So, you know that post I did ages ago about how the best thing about being an adult is that you can do all the shit you wanted to do as a kid, and no one can stop you because you are the boss of your money, for good or ill.
So a couple of weekends ago, the Martian and I went to Gargoyles in the U-district. Where we spent an unreasonable amount of money on several things, including yard decorations.
Seriously, that thing looks so cool there!!
Yeah, we bought like five skulls to place randomly around the yard, because this makes us happy.
Not the best shot, but there are two skulls in this picture.
So, yeah, we had a blast picking out skulls to place around the yard. Fortunately the yard service the Martian hired is very easy going about things like finding random skulls hiding under shrubs.
Ok, that one was just too cool to not get, and he matches my planters so well.
This one you’ll recognize if you follow my fiction Patreon.
So, yeah, basically my geeky gardening tips are:
1. Do not overcommit. If you aren’t going to have time to maintain a bunch of fussy flowerbeds or landscaping, don’t. It will look worse than if you, say, rip it all out and plant your yard with a native wildflower mix.
2. Choose decorations that will not be destroyed by exposure to the elements. Four of the skulls are resin, the other is concrete.
3. Make sure that you don’t live anywhere with restrictive HOAs or covenants.
4. Also, make sure that you don’t live somewhere where lawn decorations are likely to be stolen, or if you do, make sure they are too heavy or anchored too well to be easily stolen.

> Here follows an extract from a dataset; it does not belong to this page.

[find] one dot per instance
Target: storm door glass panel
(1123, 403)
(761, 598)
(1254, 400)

5. A lot of different sources will tell you to make sure you have a solid or cohesive theme. I am not one of those places. Do whatever the hell you want. If you want to adhere to a theme, do that. If not, don’t. Seriously. We have plans, and many of them include morbid stuff like the skulls, Victorian stuff like gazing globes, birdbaths, and galvanized steel tubs as planters. If we can figure out how to anchor it securely, we’re putting a gargoyle on the roof.
Where do you find this wacky shit, you may ask?

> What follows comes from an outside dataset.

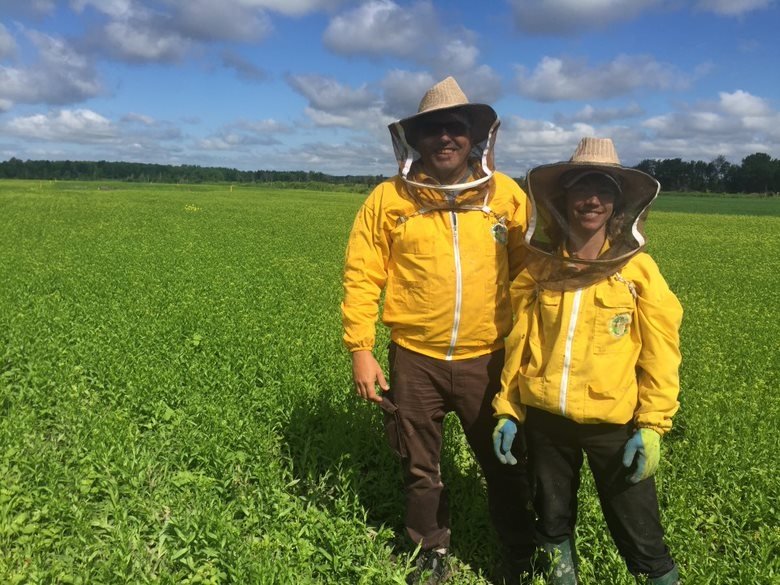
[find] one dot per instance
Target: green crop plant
(176, 406)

As mentioned above, in Seattle we have Gargoyles. We also have Molbak’s Nursery which is very into “whimsy.” And they have a fantastic selection of plants, they’re a local company, and they have cool birdbaths.
For those of you not blessed with a plethora of wacky sculpture and gardening stores, there is always Design Toscano. I mean, where the hell else are you going to find a five foot tall triceratops statue for your yard? Or a five foot tall raptor? I love Design Toscano, but there’s a reason I tend to refer to it as “really tacky shit for people with more money than sense or taste.” Don’t get me wrong. Some of that tacky shit is fantastic and I really want to hang the pteranodon from one of our trees, even if it does not have feathers. I am a little sad they no longer have the fuck off huge apatosaurus statue. It was more than 10 feet tall if I remember correctly.
This article talks about creating fairy gardens, and lists several retailers who sell teeny little houses and furniture for said gardens.
Anyway, I hope I’ve given you some geeky gardening ideas and tips.
You don’t even need a yard. If you have an apartment with a balcony, or outward facing windows with deep sills, that can work, too.